Un professionnel peut-il recourir à sa convention d’habilitation afin d’effectuer des opérations dans plusieurs succursales ou établissements franchisés ?

La circulaire ministérielle du 7 septembre 2010 prévoit que le personnel ne peut intervenir comme intermédiaire entre l’État et l’usager afin de transmettre des opérations d’immatriculation dans le SIV et percevoir les taxes afférentes que dans le cas où il serait habilité individuellement. Il est ainsi convié à engager sa responsabilité personnelle sur le respect de la réglementation liée à l’immatriculation d’un véhicule. Au cas où, le professionnel confiait à un tiers la réalisation de tout ou d’une partie de ses obligations, il commet un manquement à ses obligations.
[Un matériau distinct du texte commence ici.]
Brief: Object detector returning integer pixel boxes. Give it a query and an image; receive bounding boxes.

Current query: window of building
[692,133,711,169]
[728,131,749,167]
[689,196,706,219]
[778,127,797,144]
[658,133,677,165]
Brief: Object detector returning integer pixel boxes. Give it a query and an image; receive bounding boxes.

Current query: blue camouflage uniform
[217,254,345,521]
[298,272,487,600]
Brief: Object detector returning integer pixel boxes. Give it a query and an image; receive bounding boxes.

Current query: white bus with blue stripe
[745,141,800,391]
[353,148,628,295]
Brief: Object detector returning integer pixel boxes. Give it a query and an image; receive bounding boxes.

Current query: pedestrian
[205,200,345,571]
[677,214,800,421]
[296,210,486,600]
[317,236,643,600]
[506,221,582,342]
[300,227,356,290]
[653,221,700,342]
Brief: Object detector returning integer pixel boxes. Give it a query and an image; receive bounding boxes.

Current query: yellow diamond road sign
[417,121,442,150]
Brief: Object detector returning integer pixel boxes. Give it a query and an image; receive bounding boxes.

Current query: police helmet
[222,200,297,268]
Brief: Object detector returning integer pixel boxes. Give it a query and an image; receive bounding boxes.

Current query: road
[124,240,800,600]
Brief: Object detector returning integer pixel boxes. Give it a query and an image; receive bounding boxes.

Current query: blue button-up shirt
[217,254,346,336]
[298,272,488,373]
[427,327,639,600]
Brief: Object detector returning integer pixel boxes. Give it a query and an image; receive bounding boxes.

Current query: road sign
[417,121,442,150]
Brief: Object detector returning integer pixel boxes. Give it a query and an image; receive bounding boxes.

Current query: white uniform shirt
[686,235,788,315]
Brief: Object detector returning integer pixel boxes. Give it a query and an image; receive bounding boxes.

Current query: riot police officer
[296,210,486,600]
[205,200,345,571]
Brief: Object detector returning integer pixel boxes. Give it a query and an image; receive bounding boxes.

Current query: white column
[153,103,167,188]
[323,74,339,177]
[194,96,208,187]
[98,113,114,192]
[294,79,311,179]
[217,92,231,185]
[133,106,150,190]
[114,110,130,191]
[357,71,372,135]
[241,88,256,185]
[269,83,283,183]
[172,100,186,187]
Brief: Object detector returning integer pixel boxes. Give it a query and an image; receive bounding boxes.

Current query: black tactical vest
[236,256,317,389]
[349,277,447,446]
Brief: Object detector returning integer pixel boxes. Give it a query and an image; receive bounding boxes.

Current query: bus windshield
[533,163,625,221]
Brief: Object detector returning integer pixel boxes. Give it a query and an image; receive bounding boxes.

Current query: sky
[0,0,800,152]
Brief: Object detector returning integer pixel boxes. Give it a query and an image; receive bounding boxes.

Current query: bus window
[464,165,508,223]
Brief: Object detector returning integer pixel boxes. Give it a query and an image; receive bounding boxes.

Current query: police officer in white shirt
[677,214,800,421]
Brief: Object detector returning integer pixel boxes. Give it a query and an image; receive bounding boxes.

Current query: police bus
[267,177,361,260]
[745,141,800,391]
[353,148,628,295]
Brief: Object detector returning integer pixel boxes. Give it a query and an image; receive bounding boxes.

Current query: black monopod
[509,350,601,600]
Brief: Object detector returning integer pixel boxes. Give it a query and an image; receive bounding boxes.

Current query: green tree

L’instruction ministérielle du 30 septembre 2010 qui est liée aux offres de services par les intermédiaires précise également tout cela. Conformément à celle-ci, toute personne physique ou morale tierce à la convention d’habilitation individuelle intervenant dans la réalisation de tout ou d’une partie de ses obligations pesant personnellement sur le professionnel habilité est susceptible de voir sa responsabilité engagée. Il convient alors de faire la distinction entre la franchise et la succursale qui, par leur différence de nature juridique, présentent des conséquences sur les conditions d’utilisation de l’habilitation.

La possibilité de recourir à la convention d’habilitation dans des succursales

Selon l’article R. 123-40 du code de commerce, l’établissement secondaire peut être défini comme tout établissement permanent, distinct du siège social ou de l’établissement principal qui est en effet dirigé par la personne tenue à l’immatriculation, un préposé ou encore une personne ayant le pouvoir de lier tout rapport juridique avec les tiers.
Une définition propre n’est pas encore attribuée à une succursale. Toutefois, elle est considérée comme un établissement secondaire. À cet égard, elle se diffère de l’établissement principal. Cependant, elle ne dispose pas d’une personnalité morale propre. Elle est ainsi considérée comme une extension de la personne morale ayant signé, avec le ministère de l’Intérieur, la convention d’habilitation.
Ce qui explique en effet que rien ne peut s’opposer juridiquement à ce que des opérations d’immatriculations soient effectuées dans une succursale, sur une convention d’habilitation qui est la même que l’établissement principal. Dans le cas où, aucune restriction géographique ne serait posée actuellement quant à l’ouverture d’établissements secondaires, leur déclaration auprès de la préfecture de rattachement doit quand même s’effectuer, en présentant surtout un extrait L bis ayant été délivré par le greffe du tribunal de commerce.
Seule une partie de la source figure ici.